My question arose from reviewing some multivariable calculus. The problem in question was to find the maxima and minima of $f(x,y)=x^2+y^2+2x+4y-1$ on the closed region above the diagonal $y=-x$. It is easy to find that $\nabla f =0$ at $(-1,-2)$. Since this point is not within the region, we restrict $f$ to the diagonal and find that its minimum over this boundary occurs at $(1/2,-1/2)$. In the answer sheets, the instructor claims this is a minimum for the function over the whole region, however I find this claim rigorously unjustified. How do we know whether or not there is some other point on which $f$ is smaller?
I tried to prove this formally by assuming that such a point, say $\vec x$ exists, then defining a "gradient descent" sequence $S=\{\vec x_n\}$ as follows:
$$ \vec x_0=\vec x$$ $$ \vec x_{n+1}= \vec x_n-\nabla f(x_n)$$ Since $f$ grows to infinity in all directions, it seems intuitive that $S$ should be bounded, at which point the result is proven.
It is also very possible I am missing something obvious. Any help is appreciated.
If a function $f : D \to \Bbb R$ from a closed and bounded domain $D$ and is everywhere differentiable, then a maxima or minima must occur at a point where $\nabla f = 0$, for if not then for $x$ with $\nabla f(x) \ne 0$ we would have $f(x + \epsilon \nabla f) = f(x) + \epsilon \nabla f \cdot \nabla f + O(\epsilon^2)$, which is $\ge f(x)$ for sufficiently small $\epsilon$. Thus any minimizer $x$ of $f$ must either satisfy $\nabla f(x) = 0$ or $x$ must be on the boundary. We may thus enumerate the critical points in the region and on the boundary, and since the absolute maxima and minima must be a local maxima or minima, among them is our absolute maximum and minimum.

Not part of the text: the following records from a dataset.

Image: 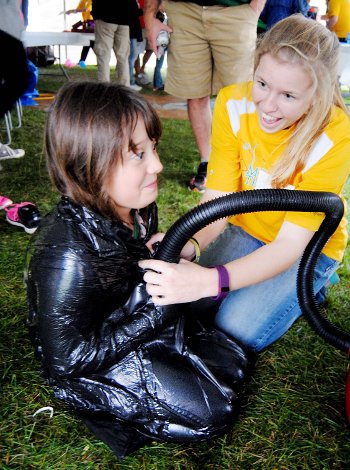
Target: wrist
[210,265,230,300]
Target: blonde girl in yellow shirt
[139,15,350,351]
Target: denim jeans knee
[200,226,339,352]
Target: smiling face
[253,54,314,134]
[106,119,163,222]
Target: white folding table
[22,31,95,80]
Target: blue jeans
[129,38,138,85]
[194,224,339,352]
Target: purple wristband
[209,266,230,300]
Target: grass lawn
[0,67,350,470]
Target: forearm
[250,0,266,15]
[139,222,313,305]
[143,0,158,22]
[327,16,338,31]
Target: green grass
[0,69,350,470]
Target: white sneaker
[136,72,151,85]
[130,83,142,91]
[0,144,25,160]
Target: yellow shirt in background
[207,82,350,261]
[77,0,93,21]
[327,0,350,38]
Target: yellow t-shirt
[327,0,350,38]
[77,0,93,21]
[207,82,350,261]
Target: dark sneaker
[188,162,208,193]
[188,174,207,193]
[0,144,25,160]
[5,202,41,233]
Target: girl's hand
[139,260,218,305]
[146,232,165,254]
[180,242,196,261]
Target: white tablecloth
[22,31,95,47]
[339,42,350,86]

The problem with rigor comes when the function is defined on a region which is unbounded. In this case, the function is not guaranteed to have an absolute minimum. If it does have an absolute minimum, then the minimizer $x$ must satisfy $\nabla f(x) = 0$ or be on the boundary, as is argued above. If there is no absolute minimum, then this method tells you nothing.